В начале июня 1616 года король предложил сэру Фрэнсису то, что последний назвал «a noble choice
» – либо немедленно войти в состав Тайного совета, либо ждать, пока освободится место лорда-канцлера. Бэкон, пожелав действующему лорду-канцлеру долгих лет жизни, выразив скромную надежду, что и его Бог не призовет к себе в ближайшеее время, а также упомянув о своем желании служить Его Величеству ежедневно и ежечастно, выбрал первое – членство в Тайном совете. 9 июня 1616 года он был приведен к присяге. Накануне, 6 июня, Яков, помня давний совет Бэкона и слова последнего о том, что «хотя судьи и составляют почтенное сообщество, однако они (как и все подданные Его Величества) не являются непогрешимыми»[759], решил, что настал-таки подходящий момент, когда служителям Фемиды можно слегка вправить мозги, причем в присутствии членов Тайного совета. Его Величество поставил вопрос с королевским размахом: «с момента его восшествия на трон развелось много юристов, кои во всех парламентах самым вызывающим образом оспаривают его прерогативы»[760], что было явным намеком на Кока. И далее Яков напомнил, что он имеет двоякую прерогативу: обычную, которая может ежедневно обсуждаться в судах («law courts») и иную, «a higher nature», которая связана с его высшей властью и которая не может никем ни оспариваться, ни обсуждаться («not to be disputed or handled in vulgar argument»[761]). Но в последнее время суды common law позволяют себе относиться к королевской прерогативе самым предосудительным образом, покушаясь на юрисдикцию всех прочих судов. Так вести себя нехорошо, подданные должны подчиняться повелениям своего монарха.После чего все судьи опустились на колени, признали свои ошибки и попросили прощения[762]

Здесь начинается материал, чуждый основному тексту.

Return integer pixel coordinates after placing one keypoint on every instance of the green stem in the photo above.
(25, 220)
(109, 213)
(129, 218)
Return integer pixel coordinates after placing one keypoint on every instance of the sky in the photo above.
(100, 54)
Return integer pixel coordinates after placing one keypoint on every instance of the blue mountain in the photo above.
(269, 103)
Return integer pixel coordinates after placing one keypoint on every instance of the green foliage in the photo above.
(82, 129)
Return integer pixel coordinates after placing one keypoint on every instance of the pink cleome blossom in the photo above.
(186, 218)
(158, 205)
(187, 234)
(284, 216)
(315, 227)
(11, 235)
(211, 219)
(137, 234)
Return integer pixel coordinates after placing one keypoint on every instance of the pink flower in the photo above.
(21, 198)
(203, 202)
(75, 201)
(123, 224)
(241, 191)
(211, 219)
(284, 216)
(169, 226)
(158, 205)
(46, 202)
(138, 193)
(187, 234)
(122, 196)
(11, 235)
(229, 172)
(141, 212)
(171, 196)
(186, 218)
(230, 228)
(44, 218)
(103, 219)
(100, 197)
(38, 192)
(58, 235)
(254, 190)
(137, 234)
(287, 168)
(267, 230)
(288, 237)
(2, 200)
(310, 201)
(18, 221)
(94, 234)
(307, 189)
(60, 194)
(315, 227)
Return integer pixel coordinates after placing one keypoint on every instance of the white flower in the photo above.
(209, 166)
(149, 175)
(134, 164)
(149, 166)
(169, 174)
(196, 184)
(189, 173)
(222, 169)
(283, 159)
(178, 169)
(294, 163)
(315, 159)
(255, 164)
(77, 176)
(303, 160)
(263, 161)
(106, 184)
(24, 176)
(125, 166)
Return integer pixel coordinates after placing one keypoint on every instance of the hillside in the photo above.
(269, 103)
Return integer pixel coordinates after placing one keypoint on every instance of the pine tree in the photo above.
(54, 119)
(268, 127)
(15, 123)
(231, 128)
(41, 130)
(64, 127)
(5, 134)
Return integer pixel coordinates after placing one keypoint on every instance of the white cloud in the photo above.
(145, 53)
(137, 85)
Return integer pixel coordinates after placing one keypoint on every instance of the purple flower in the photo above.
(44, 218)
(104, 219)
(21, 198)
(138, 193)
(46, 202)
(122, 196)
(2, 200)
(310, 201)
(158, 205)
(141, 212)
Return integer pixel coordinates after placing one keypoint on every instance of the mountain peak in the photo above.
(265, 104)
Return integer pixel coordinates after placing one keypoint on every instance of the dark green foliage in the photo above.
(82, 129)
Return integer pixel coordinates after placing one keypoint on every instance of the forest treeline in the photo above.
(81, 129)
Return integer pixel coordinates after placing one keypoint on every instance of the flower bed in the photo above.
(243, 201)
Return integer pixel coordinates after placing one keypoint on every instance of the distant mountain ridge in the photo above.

. Все, кроме Кока. Тот продолжал настаивать, что откладывание судебного разбирательства (по поводу бенефиция одному епископу) по воле короля, который хотел предварительно обсудить дело с судьями, незаконно и противоречит судейской клятве. Бэкон стал разъяснять Коку, что никакого нарушения нет. Началась бурная дискуссия. Судьи не поддержали Кока. Затем король произнес краткую заключительную речь, в которой еще раз призвал судей не нарушать его прерогатив.Как только служители Фемиды покинули Уайтхолл, Его Величество поинтересовался у членов совета: нет ли у судей каких-либо доводов против позиции короля или оснований для недовольства. Естественно, советники Якова все как один заявили, что такого и быть не может. «Думать иначе – значит противоречить здравому смыслу», – уверили они Его Величество[763]
.Что было дальше, догадаться нетрудно. 26 июня 1616 года Кок был вызван на заседание Тайного совета, где должен был ответить на обвинения генерального солиситора в связи с одним делом, разбиравшимся им (Коком) ранее, но решение по которому не устраивало короля. Главный судья сказал, что он остается при своем мнении. Ответ Кока передали королю, который в это время гостил в Уимблдоне у графа Эксетера. Там в это время находилась и леди Хаттон, жена Кока. Король дважды поцеловал ее в знак своей благосклонности, но, когда он прочитал донесение из Тайного совета (с ответами Кока), всем стало ясно, что благосклонность Якова на супруга леди Хаттон никак не распространяется.
30 июня, в воскресенье, Кока снова вызвали на заседание Тайного совета. Строптивый судья заявил, что, к удовольствию Его Величества, он не должен ни сидеть в Совете, ни сопровождать Якова в его летних вояжах.
Осенью 1616 года король распорядился, чтобы лорд-канцлер (Эллисмер), лорд-атторней (Бэкон) и лорд-солиситор (Илвертон) внимательно просмотрели обширный юридический трактат Кока «Reports
»[764], одно из основополагающих сочинений по общему праву. Таким образом, борьба со строптивым юристом перешла, так сказать, в академическую плоскость. Бэкон в целом высоко оценивал этот труд – «если бы не было „Reports“ сэра Эдуарда Кока, [английское] право… можно было бы уподобить кораблю без балласта». Однако лорд-атторней упомянул также об «ошибках и безапелляционных и неправовых решениях», приведенных в сочинении Кока. Эллисмер дал более жесткую оценку труда главного судьи, упрекнув последнего в умалении церковных прав[765] и в стремлении сознательно ослабить освященные многовековой традицией королевские прерогативы. Приводимые Коком свидетельства и судебные решения, по мнению лорда Эллисмера, не более чем мнения судей, и Кок постоянно «разглагольствует о второстепенных вещах», «взращивая свое самомнение»[766].